|Counterscreen for RECBCD inhibitors: absorbance-based high throughput cell-based assay to identify inhibitors of AddAB recombination protein complex - BioAssay Summary
Name: Counterscreen for RecBCD inhibitors: absorbance-based high throughput cell-based assay to identify inhibitors of AddAB recombination protein complex. ..more
BioActive Compounds: 397
Depositor Specified Assays
Source (MLPCN Center Name): The Scripps Research Institute Molecular Screening Center (SRIMSC)
Affiliation: The Scripps Research Institute, TSRI
Assay Provider: Gerald R. Smith, Fred Hutchinson Cancer Research Center
Network: Molecular Library Probe Production Centers Network (MLPCN)

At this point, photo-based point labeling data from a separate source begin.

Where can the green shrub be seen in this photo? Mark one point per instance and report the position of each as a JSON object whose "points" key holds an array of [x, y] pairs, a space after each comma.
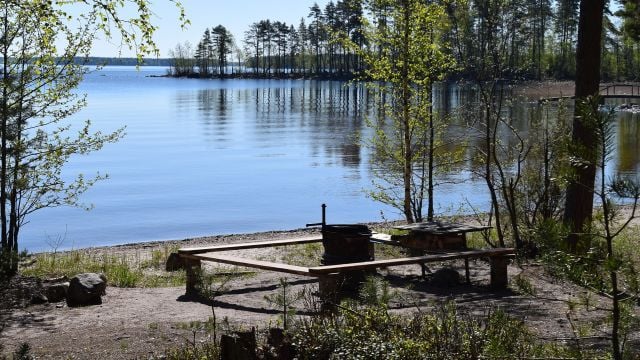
{"points": [[372, 332]]}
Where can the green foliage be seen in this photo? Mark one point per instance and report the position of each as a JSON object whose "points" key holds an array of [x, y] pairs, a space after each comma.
{"points": [[202, 351], [121, 271], [406, 56], [372, 332], [40, 42]]}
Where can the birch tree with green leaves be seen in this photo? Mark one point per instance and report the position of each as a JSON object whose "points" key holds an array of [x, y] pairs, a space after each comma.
{"points": [[404, 58], [42, 45]]}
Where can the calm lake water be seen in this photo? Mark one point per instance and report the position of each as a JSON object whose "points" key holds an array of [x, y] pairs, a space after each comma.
{"points": [[205, 157]]}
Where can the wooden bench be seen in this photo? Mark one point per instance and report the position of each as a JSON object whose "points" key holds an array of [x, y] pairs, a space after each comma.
{"points": [[329, 275]]}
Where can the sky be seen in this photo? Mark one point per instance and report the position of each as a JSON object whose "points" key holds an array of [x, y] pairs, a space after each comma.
{"points": [[235, 15]]}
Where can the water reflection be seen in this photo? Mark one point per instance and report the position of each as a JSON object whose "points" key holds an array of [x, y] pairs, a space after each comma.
{"points": [[328, 115], [628, 143]]}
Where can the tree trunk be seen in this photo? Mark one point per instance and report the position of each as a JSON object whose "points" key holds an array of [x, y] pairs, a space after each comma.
{"points": [[579, 200], [408, 153]]}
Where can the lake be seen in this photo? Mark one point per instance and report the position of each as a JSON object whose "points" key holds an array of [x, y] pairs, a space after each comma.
{"points": [[204, 157]]}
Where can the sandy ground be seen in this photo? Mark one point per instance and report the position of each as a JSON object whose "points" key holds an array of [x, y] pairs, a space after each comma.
{"points": [[143, 322]]}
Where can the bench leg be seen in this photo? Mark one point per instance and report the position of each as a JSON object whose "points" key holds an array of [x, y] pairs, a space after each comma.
{"points": [[466, 271], [499, 278], [329, 290], [194, 270]]}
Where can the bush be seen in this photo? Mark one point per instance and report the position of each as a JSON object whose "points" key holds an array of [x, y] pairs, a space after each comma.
{"points": [[372, 332]]}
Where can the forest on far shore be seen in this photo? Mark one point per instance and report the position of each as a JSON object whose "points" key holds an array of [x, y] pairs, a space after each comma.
{"points": [[538, 41]]}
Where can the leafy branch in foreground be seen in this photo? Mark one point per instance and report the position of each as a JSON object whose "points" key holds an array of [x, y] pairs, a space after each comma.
{"points": [[40, 42]]}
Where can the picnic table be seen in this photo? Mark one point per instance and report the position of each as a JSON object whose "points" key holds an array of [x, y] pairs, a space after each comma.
{"points": [[449, 240]]}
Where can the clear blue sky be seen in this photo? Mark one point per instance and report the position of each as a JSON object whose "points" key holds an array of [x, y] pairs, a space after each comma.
{"points": [[235, 15]]}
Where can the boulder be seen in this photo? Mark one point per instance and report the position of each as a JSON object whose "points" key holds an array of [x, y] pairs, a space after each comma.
{"points": [[86, 289], [38, 298], [445, 277], [174, 262]]}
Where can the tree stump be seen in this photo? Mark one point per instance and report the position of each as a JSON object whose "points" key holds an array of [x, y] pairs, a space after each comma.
{"points": [[241, 345]]}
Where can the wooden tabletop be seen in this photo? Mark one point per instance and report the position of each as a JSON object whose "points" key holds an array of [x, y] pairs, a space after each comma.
{"points": [[441, 227]]}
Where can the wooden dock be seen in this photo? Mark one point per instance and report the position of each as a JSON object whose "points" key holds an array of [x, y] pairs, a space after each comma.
{"points": [[611, 91]]}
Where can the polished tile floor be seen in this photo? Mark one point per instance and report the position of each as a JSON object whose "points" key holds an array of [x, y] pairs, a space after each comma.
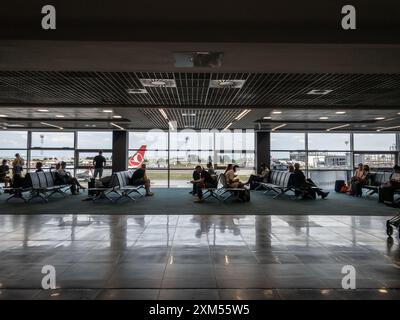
{"points": [[197, 257]]}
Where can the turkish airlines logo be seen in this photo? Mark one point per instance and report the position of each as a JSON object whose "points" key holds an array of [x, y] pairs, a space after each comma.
{"points": [[137, 159]]}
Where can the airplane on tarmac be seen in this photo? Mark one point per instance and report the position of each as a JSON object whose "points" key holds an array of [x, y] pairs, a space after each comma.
{"points": [[134, 161]]}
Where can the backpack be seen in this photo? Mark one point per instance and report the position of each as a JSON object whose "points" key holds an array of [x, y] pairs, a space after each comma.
{"points": [[244, 195]]}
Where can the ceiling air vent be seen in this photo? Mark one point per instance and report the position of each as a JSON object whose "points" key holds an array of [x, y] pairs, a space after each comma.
{"points": [[231, 84], [158, 83], [198, 59]]}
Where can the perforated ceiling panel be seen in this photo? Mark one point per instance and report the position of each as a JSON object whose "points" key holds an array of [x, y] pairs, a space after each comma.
{"points": [[193, 89]]}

Grant Proposal Number: 1 R03 AI083736
Grant Proposal PI: Gerald R. Smith
External Assay ID: AddAB_INH_ABS_1536_3X%INH CSRUN for RecBCD
Name: Counterscreen for RecBCD inhibitors: absorbance-based high throughput cell-based assay to identify inhibitors of AddAB recombination protein complex.
The RecBCD enzyme (Exonuclease V) of Escherichia coli is a helicase-nuclease that initiates the repair of double-stranded DNA breaks by homologous recombination. The RecBCD class of enzymes is widely distributed among bacteria (1) but is apparently not present in eukaryotes. The major pathway of double-strand DNA break repair in bacteria involves the coordinated action of nuclease and helicase activities provided by the three-subunit enzyme RecBCD, which is critical for DNA repair(2); recBCD null mutants have reduced cell viability, are hyper-sensitive to DNA damaging agents, and are deficient in homologous recombination involving linear DNA (3-5). Inhibitors of RecBCD would allow us to study the mechanism of this complex helicase-nuclease enzyme. Since this enzyme is crucial for bacterial survival during infection, we anticipate that some of these compounds will, in future work, lead to new, critically needed antibacterial drugs with few off-target effects for human use (6).
1. Cromie, G. A. (2009) Phylogenetic ubiquity and shuffling of the bacterial RecBCD and AddAB recombination complexes, J Bacteriol 191, 5076-5084.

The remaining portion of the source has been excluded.